Philips buys majority stake in Saudi lighting firm
Firm buys stake in General Lighting Company from consortium including Carlyle Group
Philips has bought a majority stake in Saudi Arabia’s General Lighting Company (GLC) from a consortium including Carlyle Group, in the U.S. private equity firm’s first exit from an investment in the country.
The $235 million sale is part of a growing trend in recent months of private equity investors in the Gulf region buying and selling assets after a period where such transactions were difficult due to poor market conditions.
Carlyle, which bought into GLC for an undisclosed amount in 2010 through its Carlyle MENA Fund, on Monday said it was offloading its 30 percent holding. Two other shareholders - Alliance Holding and Hejailan Group - are selling undisclosed amounts to give the Dutch group a 51 percent stake.
Alliance is a holding company managed by the founder and chairman of GLC, Abdullah Al-Hobayb, which will retain a 49 percent stake in the lighting group.
The purchase will strengthen Philips' footprint in the region, the healthcare, lighting and consumer appliances company said.
Private sales have started to pick up after a long drought.
In December, a unit of Dubai World sold its 50 percent stake in Miami Beach's landmark Fontainebleau hotel back to south Florida developer Turnberry, while global watchmaker Swatch took control of Dubai’s Rivoli retail chain through the purchase of an 18 percent stake from Dubai International Capital in November.
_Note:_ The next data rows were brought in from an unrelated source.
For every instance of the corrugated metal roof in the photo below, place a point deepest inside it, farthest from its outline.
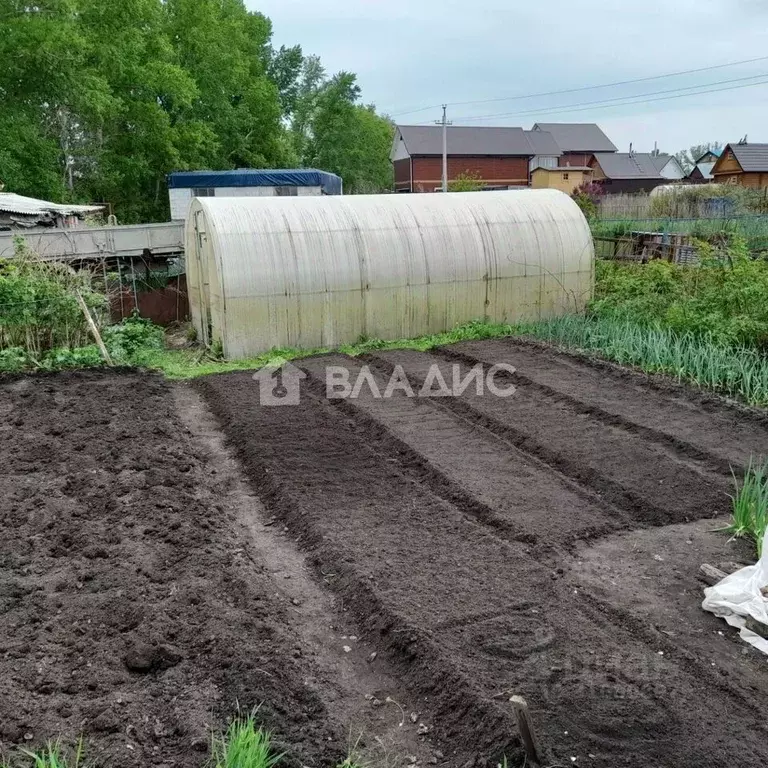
(578, 137)
(29, 206)
(622, 165)
(543, 143)
(753, 158)
(466, 140)
(706, 169)
(660, 161)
The investment banking arm of Gulf International Bank and Gibson Dunn advised the selling consortium, while Moelis and Norton Rose Fulbright acted for Philips, Carlyle said.
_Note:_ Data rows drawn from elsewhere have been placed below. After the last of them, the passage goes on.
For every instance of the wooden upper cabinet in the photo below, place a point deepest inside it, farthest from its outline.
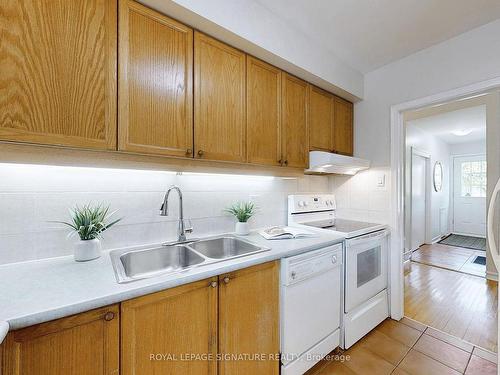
(58, 72)
(155, 82)
(321, 119)
(295, 135)
(219, 97)
(263, 113)
(176, 322)
(343, 127)
(249, 319)
(83, 344)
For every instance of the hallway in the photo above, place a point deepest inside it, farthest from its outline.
(461, 305)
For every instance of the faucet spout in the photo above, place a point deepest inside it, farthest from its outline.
(181, 229)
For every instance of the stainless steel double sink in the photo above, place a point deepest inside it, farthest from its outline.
(130, 265)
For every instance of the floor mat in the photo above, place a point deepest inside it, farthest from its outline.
(480, 260)
(469, 242)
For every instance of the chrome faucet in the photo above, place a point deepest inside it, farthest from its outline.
(181, 229)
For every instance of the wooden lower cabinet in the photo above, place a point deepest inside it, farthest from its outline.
(249, 321)
(227, 325)
(83, 344)
(160, 331)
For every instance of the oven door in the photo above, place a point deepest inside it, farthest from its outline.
(366, 268)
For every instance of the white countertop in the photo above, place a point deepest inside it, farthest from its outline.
(39, 291)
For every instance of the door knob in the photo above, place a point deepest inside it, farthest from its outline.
(109, 316)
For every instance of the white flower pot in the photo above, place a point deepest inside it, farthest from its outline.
(242, 229)
(87, 250)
The deal is due to close this year, subject to regulatory approvals.
The sale ends bankers' hopes that GLC could be listed on the Saudi stock exchange. Carlyle had hired GIB Capital and law firm Latham & Watkins to help arrange an initial public offering, sources said last year.
While using a stock market listing to exit a private equity investment is pretty common in the West, such actions have been sporadic in the Gulf since the global financial crisis sent markets plummeting and damaged investor confidence.
However, a recovery in local investor sentiment - the value of Dubai’s bourse more than doubled in 2013 - has led to hopes that such deals could happen on regional bourses soon.
Construction Products Holding, a building materials firm in which Standard Chartered’s private equity arm owns a minority stake, could float 30 percent in Saudi Arabia this year, its chief executive told Reuters in January.